Why Cambridge supervisors are on the picket lines
The lived experiences behind the strikes
As we exit the second week of UCU strikes, The Tab talked to Cambridge teaching staff (facilitated by UCU representative Matthew Roberts) to understand their personal motivations for going on strike. We found reasons ranging from precarious contracts, underpayment, and exhaustion to pension cuts, anger, and a fundamental lack of security.
“During my PhD, I was working up to five jobs.”
Dr Catherine Oliver, a member of the Geography faculty, details her personal experience with the stressful and under-compensated nature of a career in early academia. She says, “During my PhD, I was working up to five jobs and being bullied by permanent lecturers. It was a traumatic experience but it was a problem on a timer – I’d leave and be forgotten not too far in the future.”
When she came to Cambridge for her post-doc, she thought the situation would improve due to the institution’s reputation and the fact that she was “on one of the supposedly ‘best’ kinds of postdoctoral contracts (three years full time).” However, this was not the case.
Enormous stress has been standard since the day she started and “precarity seeps into every corner” of her life.
Dr Oliver shared the questions that keep her stressed and overworked: “How will my salary cover Cambridge expenses? Will I have a job when my contract ends? How much do I need to do beyond my job to try and make myself ’employable’?”
“We are again looking at massive pension cuts.”
Early career academics are not the only ones frustrated. Dr Sue Hackenbeck, a member of the Archaeology faculty who completed her PhD in 2006, claimed that “I’m striking – again – because I’m exhausted and I’m angry. Even after four years of ongoing negotiations between UCU and USS (Universities Superannuation Scheme) and years of critical analysis of the USS valuation methods, we are again looking at massive and unnecessary cuts to our pensions.”
She adds that severe issues with compensation persist: “University employees haven’t had a real-terms pay rise since 2008 and with inflation running as high as it is right now, we are seeing our salaries declining and cost of living going up, at the same time as the workload is increasing all the time and more and more people are on fixed-term contracts.”
“Students won’t get the best education when we’re struggling to make ends meet.”
Josh, a 4th-year PhD student, says that supervisors are not the only ones impacted by poor working conditions: “Precarity and underpaid work in higher education is harmful to us as workers, but also students who won’t get the best education and support we can provide when we’re struggling to make ends meet.”
Josh has had trying experiences as an undergraduate supervisor. He claims, “I regularly earned below minimum wage after accounting for marking and preparation time and responding to my students. Despite supervising for three years, I never had a contract.”
He argues that “this doesn’t have to be the case” and says that he is out supporting the strikes as he believes “every worker deserves a fair contract that gives them access to secure, well-paid work, and a secure retirement.” The strikes are a vital opportunity for university workers “to demand fairer contracts by implementing nationally agreed frameworks to tackle low-pay, precarity and casualisation.”

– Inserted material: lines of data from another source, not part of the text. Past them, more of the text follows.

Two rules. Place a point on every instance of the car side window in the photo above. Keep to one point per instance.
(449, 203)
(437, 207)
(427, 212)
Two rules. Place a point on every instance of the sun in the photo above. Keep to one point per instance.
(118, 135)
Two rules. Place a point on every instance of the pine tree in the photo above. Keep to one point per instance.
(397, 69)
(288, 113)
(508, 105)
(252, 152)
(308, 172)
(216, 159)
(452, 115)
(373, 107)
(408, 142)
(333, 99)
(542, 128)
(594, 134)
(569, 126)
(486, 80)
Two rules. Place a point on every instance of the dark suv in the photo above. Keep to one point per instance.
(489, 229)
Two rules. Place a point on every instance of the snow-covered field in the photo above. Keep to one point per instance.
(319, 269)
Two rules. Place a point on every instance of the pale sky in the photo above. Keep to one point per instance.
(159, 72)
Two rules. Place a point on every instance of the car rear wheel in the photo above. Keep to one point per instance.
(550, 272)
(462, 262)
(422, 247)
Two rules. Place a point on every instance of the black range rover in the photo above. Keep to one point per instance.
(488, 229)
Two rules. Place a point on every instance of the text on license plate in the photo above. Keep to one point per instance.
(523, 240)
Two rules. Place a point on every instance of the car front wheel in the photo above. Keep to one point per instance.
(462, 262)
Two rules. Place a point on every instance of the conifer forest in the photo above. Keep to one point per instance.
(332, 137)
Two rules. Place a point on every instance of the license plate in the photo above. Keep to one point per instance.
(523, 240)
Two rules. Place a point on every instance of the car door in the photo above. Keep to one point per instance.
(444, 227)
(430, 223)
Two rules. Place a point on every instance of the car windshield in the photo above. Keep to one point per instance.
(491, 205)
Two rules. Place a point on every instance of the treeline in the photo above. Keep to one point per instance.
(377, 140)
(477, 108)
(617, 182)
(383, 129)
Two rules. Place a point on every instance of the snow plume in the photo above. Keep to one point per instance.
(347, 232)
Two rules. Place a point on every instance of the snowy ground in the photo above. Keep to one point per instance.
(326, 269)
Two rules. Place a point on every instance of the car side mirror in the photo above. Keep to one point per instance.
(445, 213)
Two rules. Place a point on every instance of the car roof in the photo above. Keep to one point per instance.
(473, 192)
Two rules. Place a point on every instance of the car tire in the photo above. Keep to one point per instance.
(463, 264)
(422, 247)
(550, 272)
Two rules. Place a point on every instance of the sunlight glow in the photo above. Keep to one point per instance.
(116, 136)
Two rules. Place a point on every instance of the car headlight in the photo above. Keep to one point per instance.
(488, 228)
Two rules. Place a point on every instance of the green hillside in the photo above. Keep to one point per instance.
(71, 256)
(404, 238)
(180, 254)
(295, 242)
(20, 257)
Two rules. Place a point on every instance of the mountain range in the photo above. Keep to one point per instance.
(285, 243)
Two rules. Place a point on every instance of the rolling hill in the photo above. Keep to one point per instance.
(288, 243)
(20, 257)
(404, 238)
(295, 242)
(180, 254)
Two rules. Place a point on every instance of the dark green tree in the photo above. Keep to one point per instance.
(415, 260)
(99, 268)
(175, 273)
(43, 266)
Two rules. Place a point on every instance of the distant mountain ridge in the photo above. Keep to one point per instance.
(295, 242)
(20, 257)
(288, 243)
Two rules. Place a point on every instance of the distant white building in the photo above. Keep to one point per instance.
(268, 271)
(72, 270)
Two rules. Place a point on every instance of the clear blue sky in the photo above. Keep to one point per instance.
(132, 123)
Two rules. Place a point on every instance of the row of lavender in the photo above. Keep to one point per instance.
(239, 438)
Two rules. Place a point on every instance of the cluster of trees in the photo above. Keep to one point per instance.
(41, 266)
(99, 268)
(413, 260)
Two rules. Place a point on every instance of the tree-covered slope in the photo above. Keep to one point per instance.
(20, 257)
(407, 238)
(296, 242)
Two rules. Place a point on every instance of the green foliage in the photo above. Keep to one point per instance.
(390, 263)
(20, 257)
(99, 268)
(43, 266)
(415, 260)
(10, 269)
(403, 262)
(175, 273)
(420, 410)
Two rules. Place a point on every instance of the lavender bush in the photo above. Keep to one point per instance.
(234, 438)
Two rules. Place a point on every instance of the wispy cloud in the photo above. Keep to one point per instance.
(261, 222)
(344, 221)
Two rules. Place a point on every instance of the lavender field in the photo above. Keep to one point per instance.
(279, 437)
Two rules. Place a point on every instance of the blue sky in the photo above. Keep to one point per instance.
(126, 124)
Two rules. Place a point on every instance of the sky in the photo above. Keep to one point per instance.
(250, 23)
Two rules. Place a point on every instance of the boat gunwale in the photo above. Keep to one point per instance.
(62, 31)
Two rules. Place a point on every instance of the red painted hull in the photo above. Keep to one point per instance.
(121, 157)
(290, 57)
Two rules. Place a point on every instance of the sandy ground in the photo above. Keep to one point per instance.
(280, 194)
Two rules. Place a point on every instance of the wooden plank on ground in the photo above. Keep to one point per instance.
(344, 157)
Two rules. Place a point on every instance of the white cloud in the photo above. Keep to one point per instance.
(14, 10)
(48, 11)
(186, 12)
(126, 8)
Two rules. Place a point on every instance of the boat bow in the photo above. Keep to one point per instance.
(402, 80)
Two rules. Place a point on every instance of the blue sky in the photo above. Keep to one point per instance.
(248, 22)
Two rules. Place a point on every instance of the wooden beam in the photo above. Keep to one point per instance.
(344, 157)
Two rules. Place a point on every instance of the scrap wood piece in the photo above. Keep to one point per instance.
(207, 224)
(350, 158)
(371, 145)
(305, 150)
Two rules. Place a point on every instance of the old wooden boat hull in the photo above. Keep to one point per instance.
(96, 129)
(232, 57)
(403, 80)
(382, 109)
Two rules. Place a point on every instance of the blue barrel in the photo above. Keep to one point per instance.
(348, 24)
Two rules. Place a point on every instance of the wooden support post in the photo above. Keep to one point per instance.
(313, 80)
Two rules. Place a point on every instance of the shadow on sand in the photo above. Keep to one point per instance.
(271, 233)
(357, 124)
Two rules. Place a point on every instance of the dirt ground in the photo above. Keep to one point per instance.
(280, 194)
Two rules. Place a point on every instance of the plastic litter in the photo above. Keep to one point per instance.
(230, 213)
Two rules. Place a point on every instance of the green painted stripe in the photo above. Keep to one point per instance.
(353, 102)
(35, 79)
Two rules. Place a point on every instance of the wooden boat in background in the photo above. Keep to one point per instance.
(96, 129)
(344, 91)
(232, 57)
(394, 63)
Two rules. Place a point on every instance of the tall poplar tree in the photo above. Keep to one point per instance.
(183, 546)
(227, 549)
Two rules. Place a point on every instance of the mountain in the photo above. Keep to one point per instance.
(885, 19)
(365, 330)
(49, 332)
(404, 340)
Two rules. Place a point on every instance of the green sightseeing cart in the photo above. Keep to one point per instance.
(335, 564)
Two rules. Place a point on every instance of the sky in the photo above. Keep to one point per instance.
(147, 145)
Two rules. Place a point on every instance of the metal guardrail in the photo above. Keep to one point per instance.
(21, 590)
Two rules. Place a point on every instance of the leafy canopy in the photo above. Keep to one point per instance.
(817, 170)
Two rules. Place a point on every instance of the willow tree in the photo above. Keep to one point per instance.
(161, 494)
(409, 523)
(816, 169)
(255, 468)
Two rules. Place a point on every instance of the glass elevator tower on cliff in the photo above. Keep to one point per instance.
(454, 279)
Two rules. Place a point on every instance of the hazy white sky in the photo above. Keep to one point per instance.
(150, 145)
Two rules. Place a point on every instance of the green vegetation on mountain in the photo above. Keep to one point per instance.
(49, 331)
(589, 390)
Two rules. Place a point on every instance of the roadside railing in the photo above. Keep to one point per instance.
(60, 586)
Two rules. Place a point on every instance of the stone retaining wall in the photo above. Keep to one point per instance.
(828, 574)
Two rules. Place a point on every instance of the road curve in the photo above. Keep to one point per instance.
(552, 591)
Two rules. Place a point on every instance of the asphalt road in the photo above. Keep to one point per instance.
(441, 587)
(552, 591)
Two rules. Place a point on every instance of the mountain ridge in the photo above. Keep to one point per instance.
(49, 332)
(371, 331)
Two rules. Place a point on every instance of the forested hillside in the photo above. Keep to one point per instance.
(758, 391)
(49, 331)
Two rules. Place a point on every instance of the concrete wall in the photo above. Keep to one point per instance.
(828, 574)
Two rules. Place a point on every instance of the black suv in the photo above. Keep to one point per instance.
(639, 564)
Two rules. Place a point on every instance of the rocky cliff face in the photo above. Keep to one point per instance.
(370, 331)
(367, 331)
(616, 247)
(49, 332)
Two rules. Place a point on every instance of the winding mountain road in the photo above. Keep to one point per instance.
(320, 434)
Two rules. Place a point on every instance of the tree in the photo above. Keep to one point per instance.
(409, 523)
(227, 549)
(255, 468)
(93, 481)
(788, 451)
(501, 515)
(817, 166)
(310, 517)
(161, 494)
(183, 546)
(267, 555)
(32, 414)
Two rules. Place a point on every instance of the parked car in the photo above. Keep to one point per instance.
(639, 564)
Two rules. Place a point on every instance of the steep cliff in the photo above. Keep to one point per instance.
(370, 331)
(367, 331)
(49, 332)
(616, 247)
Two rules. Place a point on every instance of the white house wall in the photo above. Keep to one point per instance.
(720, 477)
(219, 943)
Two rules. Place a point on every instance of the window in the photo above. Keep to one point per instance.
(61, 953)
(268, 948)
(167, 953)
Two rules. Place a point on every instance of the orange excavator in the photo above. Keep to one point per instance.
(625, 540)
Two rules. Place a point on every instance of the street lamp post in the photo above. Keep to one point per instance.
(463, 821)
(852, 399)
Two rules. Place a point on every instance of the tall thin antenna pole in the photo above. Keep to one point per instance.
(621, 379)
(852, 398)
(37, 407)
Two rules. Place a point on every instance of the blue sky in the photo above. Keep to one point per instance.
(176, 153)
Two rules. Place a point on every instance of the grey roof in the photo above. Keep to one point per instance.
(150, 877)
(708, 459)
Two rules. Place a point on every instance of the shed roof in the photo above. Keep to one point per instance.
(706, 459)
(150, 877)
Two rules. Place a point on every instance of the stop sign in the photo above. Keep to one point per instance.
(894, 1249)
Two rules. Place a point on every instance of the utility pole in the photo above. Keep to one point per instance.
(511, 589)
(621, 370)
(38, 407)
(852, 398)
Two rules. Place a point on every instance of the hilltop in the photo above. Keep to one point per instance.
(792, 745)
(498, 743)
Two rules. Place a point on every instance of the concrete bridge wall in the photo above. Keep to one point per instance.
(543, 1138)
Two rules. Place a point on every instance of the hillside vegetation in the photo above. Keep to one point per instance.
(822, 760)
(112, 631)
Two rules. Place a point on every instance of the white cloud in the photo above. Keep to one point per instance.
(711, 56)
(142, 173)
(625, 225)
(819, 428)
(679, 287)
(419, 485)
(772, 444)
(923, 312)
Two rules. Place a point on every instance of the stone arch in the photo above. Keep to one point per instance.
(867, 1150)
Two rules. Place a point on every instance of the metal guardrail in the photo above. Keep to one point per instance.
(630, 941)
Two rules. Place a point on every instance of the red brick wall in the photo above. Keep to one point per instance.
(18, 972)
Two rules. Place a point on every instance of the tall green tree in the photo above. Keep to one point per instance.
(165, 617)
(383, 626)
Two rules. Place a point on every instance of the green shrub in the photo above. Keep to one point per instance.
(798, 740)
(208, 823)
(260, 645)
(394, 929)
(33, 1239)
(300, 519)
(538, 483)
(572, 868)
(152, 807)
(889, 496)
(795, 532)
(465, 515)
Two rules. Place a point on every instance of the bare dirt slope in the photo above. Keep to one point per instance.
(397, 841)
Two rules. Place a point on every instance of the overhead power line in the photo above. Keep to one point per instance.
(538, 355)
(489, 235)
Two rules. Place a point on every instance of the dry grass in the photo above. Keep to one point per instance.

“Precarity is just not sustainable.”
The striking supervisors we spoke to were all in agreement about the devastating long-term impacts of precarity. Dr Oliver shares that “Precarity] makes workers more vulnerable to victimisation, abuse, and bullying – unable to speak up, and more likely to be abandoned or suffer non-renewal of contracts if they do.”
For her personally, she adds that “It also means that I can’t plan a future: I won’t be able to stay in Cambridge, have the security to have a family, and I can’t choose where my next job will be, so I am stuck hundreds of miles from my family and friends. And for what? A job that can’t pay or treat people equally (or enough), a pension that’s been decimated, a workload that makes me ill, and no hope of security.”
Most lamentably, Dr Oliver emphasizes that she is better off than many – “I am not alone, and by far not suffering the most: this is ‘the best’ that early-career academics can hope for.”
“It’s just not sustainable,” says Dr Hackenbeck, “and we need things to change.”
You can find more information about Cambridge UCU strikes and events here.
The University of Cambridge has been contacted for comment.